Bob Byington balaie dans une succession de scénettes la vie d’un loser pathétique. Situations absurdes, personnages fantasques et relations humaines cruelles : Somebody Up There Likes Me lorgne tour à tour vers les séries Bored to Death (la sympathie en moins) ou Two Men and a Half (sans le graveleux des dialogues). Aphorismes et moments insolites ponctués de séquences d’animation peuvent renvoyer également au cynisme de Todd Solondz ou à Wes Anderson et à son goût du décalé.
Max ne vieillit pas. Alors que sa vie défile, depuis la fin de son premier mariage jusqu’à sa mort, il conserve son air ahuri d’adolescent attardé. Anti-héros cynique et désabusé, les étapes de sa vie se suivent de façon décousue. À l’image des premiers plans entrecoupés par les cartons du générique, dans lesquels Max passe d’un lieu à un autre à travers des faux raccords, le film propose des scénettes sautant du coq à l’âne. Voleur de fleurs funéraires, trousseur de baby-sitter, rien ne peut sauver cet indécrottable loser qui alterne coups de chance et revers de fortune avec une égale indifférence.
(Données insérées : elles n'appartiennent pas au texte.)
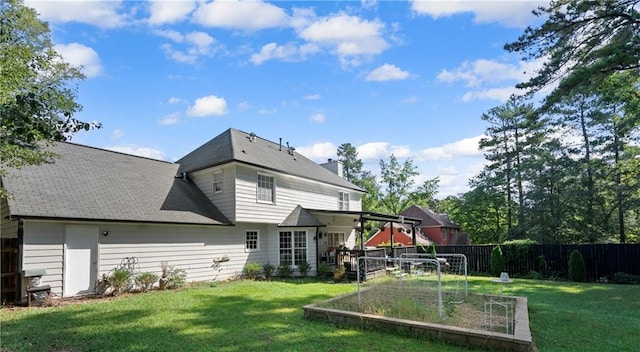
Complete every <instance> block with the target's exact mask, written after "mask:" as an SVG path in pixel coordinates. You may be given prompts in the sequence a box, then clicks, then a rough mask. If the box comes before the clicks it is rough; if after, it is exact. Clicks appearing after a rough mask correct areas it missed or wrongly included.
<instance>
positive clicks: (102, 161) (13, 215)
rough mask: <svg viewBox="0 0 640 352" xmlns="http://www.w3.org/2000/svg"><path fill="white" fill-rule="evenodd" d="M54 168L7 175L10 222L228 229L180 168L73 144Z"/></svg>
mask: <svg viewBox="0 0 640 352" xmlns="http://www.w3.org/2000/svg"><path fill="white" fill-rule="evenodd" d="M47 149H48V150H51V151H53V152H55V153H57V154H58V155H59V156H60V157H58V158H55V159H54V160H52V162H49V163H44V164H41V165H34V166H28V167H25V168H23V169H20V170H14V169H12V170H9V171H10V172H9V174H8V175H7V176H5V177H3V178H2V181H3V184H4V186H5V187H6V188H7V190H8V191H9V192H11V193H12V194H13V198H12V199H9V200H8V204H9V210H10V214H11V216H12V217H26V218H29V217H31V218H65V219H78V220H107V221H132V222H158V223H188V224H207V225H229V224H230V222H229V220H228V219H226V218H225V217H224V215H222V213H221V212H220V211H219V210H218V209H217V208H216V207H215V205H214V204H213V203H211V201H210V200H209V199H208V198H207V197H206V196H205V195H204V194H203V193H202V192H201V191H200V190H199V189H198V188H197V187H196V185H195V184H193V183H190V182H184V181H182V180H181V179H180V178H176V174H177V172H178V167H179V165H176V164H172V163H168V162H164V161H158V160H153V159H147V158H143V157H138V156H133V155H127V154H122V153H118V152H112V151H108V150H103V149H98V148H92V147H87V146H82V145H78V144H72V143H64V142H61V143H55V144H54V145H52V146H50V147H47Z"/></svg>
Dans la petite société de Bob Byington, on s’envoie à la tête toutes les horreurs que l’on pense avec une indifférence sereine. L’antipathie est la règle chez ces personnages dont les traits caricaturaux conduisent à l’accumulation de situations allant du petit décalage avec la vraisemblance (le fils de Max vieillit, à l’inverse de son père, mais garde un air juvénile en restant affublé à travers les ans d’une casquette de base-ball ; la seconde femme de Max mange des gressini dans la plupart des scènes, au point que son époux choisi d’en porter régulièrement sur sa tombe après son décès) à un léger penchant pour le fantastique (une valise qui passe de main en main diffuse une étrange lumière lorsqu’elle est entrouverte).
Les différentes situations sont vécues par le personnage avec un égal détachement surligné par la petite musique omniprésente qui surjoue l’aspect « décalé » de la cruauté traitée sur le mode de l’humour corrosif. Le montage de scénettes relativement indépendantes offre une succession de bons mots à prendre comme des sketches ponctués d’aphorismes : décalage du langage familier dans la scène où des clients du restaurant où il travaille demandent à Max de ne pas les appeler « Vous autres » (« You guys »), ou décalage avec la bienséance dans le toast déplacé que porte Sal, en qualité de témoin, au mariage de son ami.
Dans la galerie de personnages aussi pathétiques que lui avec lesquels il entretient des relations teintées d’ennui et d’opportunisme, Max rencontre un potentiel premier client à son snack Pizza and Ice. Il s’agit d’Alex Ross Perry, invité dans le film, comme Bob Byington faisait une apparition de prof de fac arrogant et insensible dans The Color Wheel. Les deux cinéastes partagent, en plus de leur chef opérateur Sean Price Williams, le goût pour les personnages antipathiques de losers, pour les situations incongrues et une vision cruelle des relations sociales. Ils choisissent tous deux une forme qui ne se fait pas oublier. Mais là où Perry a fait le choix de filmer en pellicule 16 mm noir et blanc et caméra portée, des dialogues qui s’échangent à toute vitesse entre lui-même et la comédienne de stand-up Carlen Altman, Bob Byington préfère la rareté des mots, la fixité et la symétrie du cadre, le vide des décors. Les mariages et les enterrements, ces temps forts de la vie, structurent le récit avec un absolu détachement. Au risque de faire de cette raréfaction une vacuité.